Consumers are unsure to purchase food due to China's ban on Taiwan imports


China: Su Yu, a resident of Guangzhou, seeks out the Taiwanese fruit because she believes it is healthier than the Chinese mainland food.

But he claimed it was already becoming difficult to find before Beijing imposed restrictions on many food imports from the island earlier this month.

Su, a translator of a Japanese-owned business in the port city to the northwest of Hong Kong, said: "The fruit, labeled Taiwanese native, gives me the impression that I haven't seen any in a very long time.

In the coming months, the task will only get harder. After US House Speaker Nancy Pelosi disregarded warnings and paid a quick visit to Taiwan, which Beijing sees as a renegade province that needs to be united with the mainland, China ordered Taiwan's bread, Citrus fruits and packaged teas were banned.

The US and other nations with diplomatic relations with Beijing accept the one-China doctrine, according to which Taiwan is part of China, but they oppose any attempt to occupy the island militarily.
According to French investment bank Natixis, agricultural export restrictions represent just 0.2% of Taiwan's total exports to mainland China in dollar terms. However, this is likely to be disappointing for customers like Su.
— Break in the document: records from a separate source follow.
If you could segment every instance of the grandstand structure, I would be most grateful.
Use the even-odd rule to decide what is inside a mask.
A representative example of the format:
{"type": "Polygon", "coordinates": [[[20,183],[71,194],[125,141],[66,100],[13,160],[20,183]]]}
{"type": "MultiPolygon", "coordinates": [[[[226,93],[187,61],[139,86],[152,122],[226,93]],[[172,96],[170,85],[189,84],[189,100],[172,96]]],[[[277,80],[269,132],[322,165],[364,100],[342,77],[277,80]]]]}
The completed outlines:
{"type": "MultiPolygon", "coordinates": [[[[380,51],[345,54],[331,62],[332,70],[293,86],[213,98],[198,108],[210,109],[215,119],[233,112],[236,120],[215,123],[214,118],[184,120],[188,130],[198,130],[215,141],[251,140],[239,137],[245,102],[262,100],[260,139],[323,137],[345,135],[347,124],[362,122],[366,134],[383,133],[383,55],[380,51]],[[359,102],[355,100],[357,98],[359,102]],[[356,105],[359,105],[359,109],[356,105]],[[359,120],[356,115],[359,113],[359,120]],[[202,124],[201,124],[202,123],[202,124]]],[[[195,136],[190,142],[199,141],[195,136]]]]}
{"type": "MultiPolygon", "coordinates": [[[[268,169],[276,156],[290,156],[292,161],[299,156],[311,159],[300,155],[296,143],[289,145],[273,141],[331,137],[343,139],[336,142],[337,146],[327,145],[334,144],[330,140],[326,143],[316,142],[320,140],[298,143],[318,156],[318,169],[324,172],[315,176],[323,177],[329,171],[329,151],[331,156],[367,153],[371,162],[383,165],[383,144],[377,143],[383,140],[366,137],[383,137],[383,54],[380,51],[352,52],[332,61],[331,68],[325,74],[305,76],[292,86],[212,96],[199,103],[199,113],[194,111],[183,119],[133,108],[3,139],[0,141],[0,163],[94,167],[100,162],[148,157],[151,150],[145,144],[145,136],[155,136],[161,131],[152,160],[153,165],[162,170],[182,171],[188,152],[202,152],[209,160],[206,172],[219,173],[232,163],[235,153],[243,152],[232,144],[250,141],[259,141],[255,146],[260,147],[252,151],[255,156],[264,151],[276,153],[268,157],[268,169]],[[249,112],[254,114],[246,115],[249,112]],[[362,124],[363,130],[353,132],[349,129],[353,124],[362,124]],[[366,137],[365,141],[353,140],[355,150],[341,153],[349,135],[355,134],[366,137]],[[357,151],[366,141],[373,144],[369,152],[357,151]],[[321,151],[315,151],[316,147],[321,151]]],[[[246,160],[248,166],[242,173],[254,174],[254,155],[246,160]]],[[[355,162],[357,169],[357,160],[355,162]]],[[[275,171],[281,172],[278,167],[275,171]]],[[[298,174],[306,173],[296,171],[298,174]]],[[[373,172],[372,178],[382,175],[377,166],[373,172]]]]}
According to Jolly Chan, a Taiwanese food enthusiast who has lived in Hong Kong for 36 years, diners in Hong Kong and mainland enjoy a variety of Taiwanese flavors, often Japanese cuisine from different regions of China rather than one. And mix the accents. Areas like Sichuan or Shanghai.

When Tokyo colonized the island between 1895 and 1945, it was thought that the Japanese farming methods used to grow Taiwanese fruit and tea leaves at higher altitudes were "advanced". She claimed that compared to their mainland counterparts, they tasted more subtle or earthy today.

According to Chan, the people of the region believe that Taiwanese cuisine is quite unique, different from the cuisine found in Guangdong and Sichuan. Most of it has a strong aroma.

Pun's Food in Hong Kong's Causeway Bay neighborhood, which is home to everything from fast food joints to fine dining establishments, regularly has a line outside the door and can easily accommodate more than 40 of its seats during peak hours. can fill.
The four-year-old restaurant imports 90% of its food from Taiwan, which includes two different types of tea, green and oolong, as well as items such as pineapple, mango, rice noodles, squid balls, and pineapple. One of the restaurant's walls is covered with a picture of former Taiwanese President Ma Ying-jeou.
Taiwanese sweets have a pleasant "internal aroma", according to duty manager Chung Siu-ling.

Susan Chang buys six pastries covered with matcha tea powder over lunch break from Wheat Cake Bakery, a block away. The beauty parlor employee claimed that the sign that read "Taste of Taiwan Old Fashioned" drew her in.
Chang, 32, said: "That must mean it takes you back to the source.
Prices in other parts of Hong Kong reflect the popularity of Taiwanese cuisine.
Taiwan oolong costs more than HK$200 (US$26) for a fist-sized sack at a shopping center kiosk run by Hong Kong-based company Ying Kee Tea House, nearly three times more than comparable tea from Fujian province. With a climate similar to Taiwan, Fujian is located in the Taiwan Strait.

Hong Kong's leader has promised to assist Beijing with "all necessary measures" to support national sovereignty, despite the fact that the city has not banned agricultural products from the mainland as well as Taiwan.

Unable to confirm whether the region is considering any import restrictions from Taiwan, a spokesman for the Hong Kong Trade and Industry Department declined to comment.
In 2021, trade in both directions between Taiwan and the mainland totaled US$328.3 billion.
Taiwan exported citrus products worth $554 million last year, of which $317 million went to mainland China and the rest to Hong Kong. About $42 million worth of tea was exported last year, of which $32 million was bought by the mainland.

According to Chinese officials, imports of citrus fruits from Taiwan have been halted because previous shipments contained too many leftovers of two different pesticides.
Data from the Taiwan Council of Agriculture shows that nearly a quarter of Taiwan's annual 57,000 metric tons of custard apple crop is exported, with 95% of shipments going to the mainland.

90% of Taiwan's pineapple exports and almost all wax apple exports go to the mainland.
Li Zong, seller of the largest wholesale fruit and vegetable market of its kind at Jiangnan Market in Guangzhou, China, claims that no one is now bringing Taiwanese pineapples, wax apples or custard apples. He claimed that those fruits were hardly available for two years.
According to Li, the shortage of high-end foods was a result of COVID-19 containment measures, slow income growth in China and other factors.